Vertical fungal community distribution patterns along a stratified soil profile in subalpine Larix principis-rupprechtii plantations on China's Luya mountain.

Soil microorganisms play important roles in the biogeochemical cycling of terrestrial ecosystems. Recent studies found that soil fungal composition and diversity varied significantly with soil depth. However, little is known about the vertical distribution patterns of soil fungal communities and their associated drivers. For this study, we collected soil samples from six soil layers (i.e., litter layer (P), humus layer (P0), 0-10 cm layer (P1), 10-20 cm layer (P2), 20-40 cm layer (P3), and 40-80 cm layer (P4)) within Larix principis-rupprechtii plantations to investigate fungal community composition, diversity, and associated drivers using Illumina MiSeq high-throughput sequencing. Results showed that the top 10 dominant genera with the highest relative abundance belonged to Ascomycota, Basidiomycota, and Mortierellomycota. A decreasing α-diversity trend was observed along with soil depth. Moreover, correlation analysis showed that ammonia nitrogen (NH-N), pH, total carbon (TC), and total nitrogen (TN) content markedly correlated with fungal α-diversity. Significant β-diversity differences were found in soil fungal communities.

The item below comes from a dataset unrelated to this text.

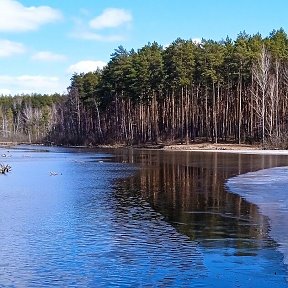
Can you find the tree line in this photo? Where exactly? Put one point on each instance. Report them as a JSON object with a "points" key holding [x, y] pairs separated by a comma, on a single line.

Additionally, TN and total phosphorus (TP) content were the main environmental drivers that influenced the spatial distribution pattern of fungal communities. The βNTI showed a gradual increase with soil depth. In the surface layers of soil, the dominant factor of fungal community assembly was homogeneous selection, while in the deep layers of soil, it was variable selection. Co-occurrence network analysis showed that fungal community interactions in the deepest soil layer (40-80 cm) were more complex and were more positive. Results from this study provide a theoretical basis and data support to understand the mechanisms of soil fungal community assembly processes more deeply in L. principis-rupprechtii plantations.